La crainte des investisseurs de voir la Fed durcir ses taux directeurs prématurément pour contrer ces pressions inflationnistes est bien réelle. C’est ce qui explique la remontée des taux longs (+2 points de base, à 1,36 % pour le T-Bond sur la semaine), en plus du bond du pétrole (+2,1 % pour le Brent, à 75 dollars).

Et comme il fallait s’y attendre, les taux américains ont aspiré à la hausse les rendements des taux longs en Europe. L’appréciation des rendements est encore plus importante après le discours de Christine Lagarde annonçant le « recalibrage » des achats du programme d’achat d’urgence PEPP.

La rengaine de la prudence

L’approche de la réunion de la Fed a poussé les investisseurs à la prudence, ce qui s’est traduit par un recul des indices (-1,1% pour le S&P 500, à 4 423,44 points). Certes, le fort ralentissement de la production industrielle (passée de +6,4 % à +5,3 % sur un an) et des ventes au détail (à +2,5 % sur un an, au plus bas depuis un an) ont montré que la politique du « zéro Covid » avait nui à l’activité plus fortement qu’anticipé en Chine.

Mais les ventes au détail aux Etats-Unis sont ressorties plus fortes que les attentes (+0,7 % sur le mois contre -0,4% attendu), sans doute aidées par la rentrée scolaire et le versement de la prime « Child Tax Credit » pouvant aller jusqu’à 2 000 dollars par enfant.

D’autres indicateurs importants ont également montré des signes de rebond, à l’image de la production industrielle (+0,4 % en août), de l’indice de la Réserve fédérale de Philadelphie (passé de 19,4 à 30,7 points en septembre), de l’indice Empire de la Réserve fédérale de New York (passé de 18,3 à 34,3 points en septembre) ou de l’indice de l’Université du Michigan (passé de 70,3 en août à 71,0 points en septembre).

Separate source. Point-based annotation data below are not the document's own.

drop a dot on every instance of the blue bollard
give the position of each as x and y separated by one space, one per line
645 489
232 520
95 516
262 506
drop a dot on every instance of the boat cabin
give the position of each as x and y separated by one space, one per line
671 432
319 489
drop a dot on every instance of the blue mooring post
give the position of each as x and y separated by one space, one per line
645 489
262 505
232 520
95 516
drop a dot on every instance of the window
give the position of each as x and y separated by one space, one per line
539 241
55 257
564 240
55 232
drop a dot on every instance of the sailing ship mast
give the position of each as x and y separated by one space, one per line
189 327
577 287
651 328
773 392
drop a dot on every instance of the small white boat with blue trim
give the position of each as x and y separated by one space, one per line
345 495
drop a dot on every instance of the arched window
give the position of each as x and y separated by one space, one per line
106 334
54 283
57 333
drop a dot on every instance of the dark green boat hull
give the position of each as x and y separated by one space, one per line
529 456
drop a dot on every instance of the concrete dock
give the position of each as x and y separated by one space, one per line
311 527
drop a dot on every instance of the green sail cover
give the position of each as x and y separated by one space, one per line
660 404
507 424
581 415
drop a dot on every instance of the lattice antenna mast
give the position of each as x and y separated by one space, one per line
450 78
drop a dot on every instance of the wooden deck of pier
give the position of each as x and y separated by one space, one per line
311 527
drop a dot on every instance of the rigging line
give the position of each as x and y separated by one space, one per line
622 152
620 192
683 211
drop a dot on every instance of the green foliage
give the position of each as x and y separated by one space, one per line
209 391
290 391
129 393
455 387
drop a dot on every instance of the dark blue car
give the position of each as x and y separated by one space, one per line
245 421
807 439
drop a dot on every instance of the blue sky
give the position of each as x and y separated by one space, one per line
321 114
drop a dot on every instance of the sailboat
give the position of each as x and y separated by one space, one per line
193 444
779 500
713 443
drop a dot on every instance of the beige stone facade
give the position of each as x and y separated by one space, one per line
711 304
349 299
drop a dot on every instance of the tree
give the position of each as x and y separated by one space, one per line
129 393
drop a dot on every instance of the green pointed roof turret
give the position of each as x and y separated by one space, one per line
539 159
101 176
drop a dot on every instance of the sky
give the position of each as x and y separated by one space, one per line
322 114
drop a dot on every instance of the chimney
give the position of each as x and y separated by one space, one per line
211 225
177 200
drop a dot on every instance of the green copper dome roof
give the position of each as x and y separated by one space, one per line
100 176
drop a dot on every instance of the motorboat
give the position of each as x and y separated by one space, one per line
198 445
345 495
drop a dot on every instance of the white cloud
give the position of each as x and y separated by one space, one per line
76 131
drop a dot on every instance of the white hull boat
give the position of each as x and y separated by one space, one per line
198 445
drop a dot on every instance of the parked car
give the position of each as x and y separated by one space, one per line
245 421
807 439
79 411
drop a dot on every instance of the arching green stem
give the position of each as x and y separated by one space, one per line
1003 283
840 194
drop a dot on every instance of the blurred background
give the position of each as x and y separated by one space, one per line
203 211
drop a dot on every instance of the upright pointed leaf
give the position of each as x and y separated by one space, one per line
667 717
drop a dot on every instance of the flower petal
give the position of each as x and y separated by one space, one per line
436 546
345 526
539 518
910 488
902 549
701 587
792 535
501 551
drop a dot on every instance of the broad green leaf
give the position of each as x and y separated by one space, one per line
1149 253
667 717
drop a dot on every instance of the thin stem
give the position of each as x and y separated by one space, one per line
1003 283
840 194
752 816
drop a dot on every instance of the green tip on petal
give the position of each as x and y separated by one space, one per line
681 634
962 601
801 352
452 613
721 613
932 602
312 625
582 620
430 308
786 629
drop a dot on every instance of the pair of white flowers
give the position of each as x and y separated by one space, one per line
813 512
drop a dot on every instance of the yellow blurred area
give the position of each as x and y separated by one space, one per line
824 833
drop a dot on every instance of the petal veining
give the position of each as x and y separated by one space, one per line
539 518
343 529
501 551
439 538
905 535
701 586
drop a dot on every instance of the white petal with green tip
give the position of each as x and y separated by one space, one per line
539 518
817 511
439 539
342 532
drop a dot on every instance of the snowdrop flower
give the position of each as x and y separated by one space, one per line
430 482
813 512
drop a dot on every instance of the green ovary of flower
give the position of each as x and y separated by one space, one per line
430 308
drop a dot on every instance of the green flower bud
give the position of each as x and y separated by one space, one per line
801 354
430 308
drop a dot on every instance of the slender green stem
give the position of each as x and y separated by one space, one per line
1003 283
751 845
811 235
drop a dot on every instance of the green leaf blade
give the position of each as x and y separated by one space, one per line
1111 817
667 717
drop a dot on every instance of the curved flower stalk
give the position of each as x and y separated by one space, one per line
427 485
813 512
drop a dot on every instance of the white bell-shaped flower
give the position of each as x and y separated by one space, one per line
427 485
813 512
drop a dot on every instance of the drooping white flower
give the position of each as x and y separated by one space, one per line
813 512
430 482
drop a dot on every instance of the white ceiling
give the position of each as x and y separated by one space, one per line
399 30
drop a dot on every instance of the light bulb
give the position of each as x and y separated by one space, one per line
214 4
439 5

La valse du dollar et de l’euro

Cette bonne orientation des enquêtes américaines a profité au dollar, en plus des anticipations de resserrement monétaire prématuré. Il faudrait s’attendre à ce que le billet vert poursuive son appréciation jusqu’à mercredi après la réunion de politique monétaire de la Fed.

L’euro a reculé malgré la publication de statistiques de bonne facture, à l’image de l’accélération de la production industrielle (+1,5 % en juillet). Le rebond a été particulièrement fort en Irlande (+7,8 %), en Belgique (+5,0 %) et au Portugal (+3,5 %). Sur une année, seul le Portugal demeure en contraction (-0,1 %).